The William Wilson Corcoran Visiting Professor of Community Engagement for this academic year will be Eric Gottesman, a co-founder of For Freedoms, an artist-led collective known for centering art as a catalyst for creative civic engagement and direct action.
Always working in collaboration with other artists, often in the mediums of photography, video and installations, Gottesman views art as inherently political. His collaborative projects have been presented widely and brought him various honors, including a Fulbright Fellowship in 2012 and a John Simon Guggenheim Fellowship in 2020.
This semester, his course, “For Freedoms,” will meet each Thursday night in the Flagg Building of the Corcoran School of the Arts and Design, housed in GW’s Columbian College of Arts and Sciences.
The William Wilson Corcoran Visiting Professor position is funded by a grant administered by the Trustees of the Corcoran Gallery of Art and is intended for individuals with publicly engaged art practice. The visiting professor connects with the D.C. community and enables the Corcoran to drive social change at the local level.
Lauren Onkey, director of the Corcoran and professor in the Music Program, praised Gottesman as both an artist and teacher, saying his work is perfectly aligned with the mission of the professorship.
“This professorship has been core for us in the last several years, helping us advance our mission to position the arts as community engagement, as civic engagement,” Onkey said. “Eric will have a big impact on our students, and we’re really excited that he was interested in this role at the Corcoran School.”
Gottesman’s presence on campus this year, Onkey added, will be “turbocharged” by the fact that For Freedoms, the group he co-founded, is beginning a three-year residency hosted by the Corcoran School and the National Gallery of Art.
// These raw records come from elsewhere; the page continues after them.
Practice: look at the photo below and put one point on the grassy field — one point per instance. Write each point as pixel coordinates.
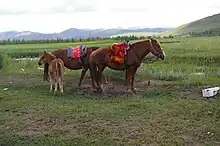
(171, 111)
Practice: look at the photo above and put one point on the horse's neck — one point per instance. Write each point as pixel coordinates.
(50, 59)
(142, 49)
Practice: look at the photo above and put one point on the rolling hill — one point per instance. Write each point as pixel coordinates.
(75, 33)
(207, 23)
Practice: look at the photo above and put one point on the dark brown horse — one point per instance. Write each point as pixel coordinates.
(99, 60)
(73, 64)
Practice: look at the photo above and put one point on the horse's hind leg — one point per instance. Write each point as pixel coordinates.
(100, 72)
(104, 78)
(82, 77)
(51, 83)
(61, 85)
(56, 85)
(93, 80)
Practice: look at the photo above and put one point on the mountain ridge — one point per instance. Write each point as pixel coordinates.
(200, 25)
(73, 33)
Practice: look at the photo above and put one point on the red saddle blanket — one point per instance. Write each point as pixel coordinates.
(117, 52)
(76, 52)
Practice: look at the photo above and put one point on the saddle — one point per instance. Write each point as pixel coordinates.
(77, 52)
(118, 52)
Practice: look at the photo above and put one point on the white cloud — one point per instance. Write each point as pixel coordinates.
(57, 15)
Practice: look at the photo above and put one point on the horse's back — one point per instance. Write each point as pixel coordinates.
(99, 54)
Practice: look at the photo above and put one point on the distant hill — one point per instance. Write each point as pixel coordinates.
(207, 23)
(75, 33)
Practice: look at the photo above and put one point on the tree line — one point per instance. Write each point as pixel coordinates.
(70, 40)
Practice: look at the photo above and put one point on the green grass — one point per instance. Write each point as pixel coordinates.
(167, 114)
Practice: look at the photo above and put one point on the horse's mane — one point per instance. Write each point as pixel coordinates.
(146, 40)
(140, 42)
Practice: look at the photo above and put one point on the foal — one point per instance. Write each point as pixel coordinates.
(55, 70)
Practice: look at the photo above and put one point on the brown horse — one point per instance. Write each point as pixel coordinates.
(100, 59)
(73, 64)
(55, 70)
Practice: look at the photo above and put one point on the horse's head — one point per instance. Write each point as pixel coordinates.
(157, 50)
(45, 58)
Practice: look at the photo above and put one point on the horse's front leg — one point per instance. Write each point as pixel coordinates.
(100, 72)
(133, 80)
(82, 77)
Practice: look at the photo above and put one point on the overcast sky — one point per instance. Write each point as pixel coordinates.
(57, 15)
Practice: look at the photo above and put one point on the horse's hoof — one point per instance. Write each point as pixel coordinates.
(130, 91)
(134, 90)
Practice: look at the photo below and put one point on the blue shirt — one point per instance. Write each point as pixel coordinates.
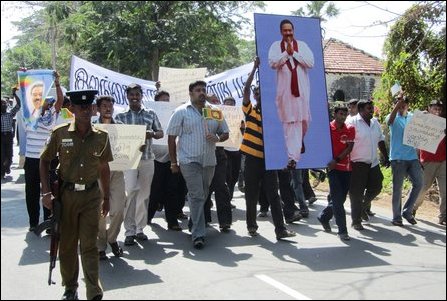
(148, 118)
(398, 150)
(191, 127)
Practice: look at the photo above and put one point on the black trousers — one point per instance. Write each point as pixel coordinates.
(168, 189)
(307, 188)
(285, 191)
(233, 169)
(32, 191)
(6, 151)
(221, 192)
(255, 174)
(365, 185)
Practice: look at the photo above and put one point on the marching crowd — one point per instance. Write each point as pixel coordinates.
(69, 161)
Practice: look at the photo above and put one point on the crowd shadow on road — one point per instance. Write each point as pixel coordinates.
(117, 273)
(13, 210)
(36, 250)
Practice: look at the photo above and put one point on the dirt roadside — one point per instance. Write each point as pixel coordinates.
(428, 211)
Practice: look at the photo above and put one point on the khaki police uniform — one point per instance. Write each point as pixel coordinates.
(81, 198)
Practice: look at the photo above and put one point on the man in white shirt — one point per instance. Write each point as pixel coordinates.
(366, 177)
(292, 59)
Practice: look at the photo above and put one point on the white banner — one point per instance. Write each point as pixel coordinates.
(233, 116)
(125, 141)
(85, 75)
(424, 131)
(176, 81)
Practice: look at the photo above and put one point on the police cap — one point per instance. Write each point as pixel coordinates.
(82, 97)
(436, 102)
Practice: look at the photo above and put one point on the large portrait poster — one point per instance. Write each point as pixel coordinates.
(293, 91)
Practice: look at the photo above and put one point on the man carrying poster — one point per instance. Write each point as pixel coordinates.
(291, 59)
(434, 167)
(294, 92)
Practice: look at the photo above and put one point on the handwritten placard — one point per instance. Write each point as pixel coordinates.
(233, 116)
(125, 141)
(424, 131)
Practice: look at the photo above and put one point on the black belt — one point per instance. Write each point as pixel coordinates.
(79, 187)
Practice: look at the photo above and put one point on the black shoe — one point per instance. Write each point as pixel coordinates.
(129, 241)
(70, 295)
(326, 225)
(102, 255)
(291, 164)
(304, 212)
(181, 215)
(141, 236)
(397, 223)
(225, 228)
(294, 218)
(253, 232)
(312, 200)
(370, 213)
(175, 228)
(365, 216)
(411, 220)
(116, 249)
(284, 234)
(199, 243)
(358, 227)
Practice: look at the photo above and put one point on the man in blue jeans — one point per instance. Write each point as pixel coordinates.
(339, 168)
(404, 162)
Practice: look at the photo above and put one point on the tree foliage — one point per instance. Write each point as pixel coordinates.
(135, 37)
(415, 56)
(318, 9)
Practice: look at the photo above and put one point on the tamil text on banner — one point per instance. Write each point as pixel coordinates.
(34, 86)
(233, 116)
(125, 141)
(86, 75)
(424, 131)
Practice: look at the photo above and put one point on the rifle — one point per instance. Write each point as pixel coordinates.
(55, 235)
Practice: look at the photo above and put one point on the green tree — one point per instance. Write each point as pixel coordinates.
(415, 56)
(318, 9)
(34, 55)
(135, 37)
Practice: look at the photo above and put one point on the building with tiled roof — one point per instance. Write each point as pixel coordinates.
(350, 72)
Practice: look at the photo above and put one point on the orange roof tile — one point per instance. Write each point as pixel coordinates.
(340, 57)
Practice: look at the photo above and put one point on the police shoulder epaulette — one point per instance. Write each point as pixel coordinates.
(61, 126)
(100, 129)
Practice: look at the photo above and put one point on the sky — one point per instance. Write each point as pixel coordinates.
(358, 23)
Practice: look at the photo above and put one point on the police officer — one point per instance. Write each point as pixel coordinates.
(84, 153)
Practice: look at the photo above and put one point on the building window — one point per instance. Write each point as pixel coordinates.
(339, 95)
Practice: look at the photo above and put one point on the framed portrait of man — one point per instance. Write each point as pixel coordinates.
(293, 91)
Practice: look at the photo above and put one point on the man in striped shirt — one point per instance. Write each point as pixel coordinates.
(255, 172)
(138, 181)
(197, 137)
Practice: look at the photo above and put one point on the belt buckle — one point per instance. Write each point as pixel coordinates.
(79, 187)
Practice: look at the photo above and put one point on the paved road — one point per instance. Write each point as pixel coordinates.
(381, 262)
The group is noted for various campaigns, including its “50 State Initiative” for which more than 300 artists designed billboards to inspire conversation and political action, displayed in all 50 states plus Puerto Rico and the District of Columbia.
Having previously taught at GW as an adjunct professor in 2014, Gottesman said, he is excited to be back in Foggy Bottom.
“It means a lot to be setting up in the Flagg Building, with its history of using art to challenge political authority,” Gottesman said. “We are directly facing the White House, and so close to these national symbols of power. I think this is exactly where art should be.”
His Thursday night class will be a seminar/studio with an emphasis on social practice, Gottesman said. It will ask students to think about art and civic engagement by focusing on a question central to their own artistic practice.
“Art asks questions, and it helps try to answer them,” Gottesman said. “We're focusing on art as a form of questioning that can lead to civic engagement based on inquiry, based on curiosity, on learning about each other and connecting with each other. That’s really what I want to bring into the class.”
This installation is of a set of photographs made by Gottesman and Sudden Flowers, an art collective in Addis Ababa, Ethiopia. Installation, Jack Shainman Gallery, 2016. 77 toned silver gelatin prints from Polaroid negatives, 11 inches x 14 inches, mounted on dibond, sanded 1" wood shelving. (Contributed photo)
Reflecting Gottesman’s interest in collaboration, various artists will visit his class. One of these, photographer Jessica Ingram, will talk with students about her work with young ROTC participants in rural Tennessee.
“I’m trying to introduce students to various forms of social practice,” Gottesman said, “in the service of helping them figure out how their own practice can develop.”
Traditionally, Gottesman said, his way of teaching has been to develop a course around a set of texts that inform practice, technique and criticism. But this year he’s trying a different approach.
“I'm experimenting with thinking about our collective practice of art,” Gottesman said, “and I'm inviting the students into conversation.” He hopes to involve students in an existing campaign, he added, while still allowing that campaign to develop organically, according to its own timeline.
“The kind of world that I want to live in demands that people be critically engaged and creative members of society,” Gottesman said. “As a result, I believe that we need to allow for more questioning and less dogma, more nuance and more ways of engaging so that we can have real conversations that may not align with the current political options that we have.”
As a young college graduate, Gottesman said, he had planned to channel his energies into practicing law. He went to work at the United States Supreme Court as an intern in the office of Chief Justice William H. Rehnquist, but soon realized he was better suited to more social pursuits.
“I went to the court every day with a suit and tie and watched a lot of court cases,” Gottesman said. “It was fascinating intellectually, but I realized that I needed more access to other people. I needed to learn about the world through their eyes, and that led me to a photographic fellowship in Ethiopia for a year. I knew nothing about photography and nothing about Ethiopia, but the act of taking a picture of somebody, which is inherently a political act, led me to exploring what an artistic perspective could unlock that other forms of practice could not.”
The first weekend in October will be packed with events launching the For Freedoms residency, both at the National Gallery of Art and at the Corcoran.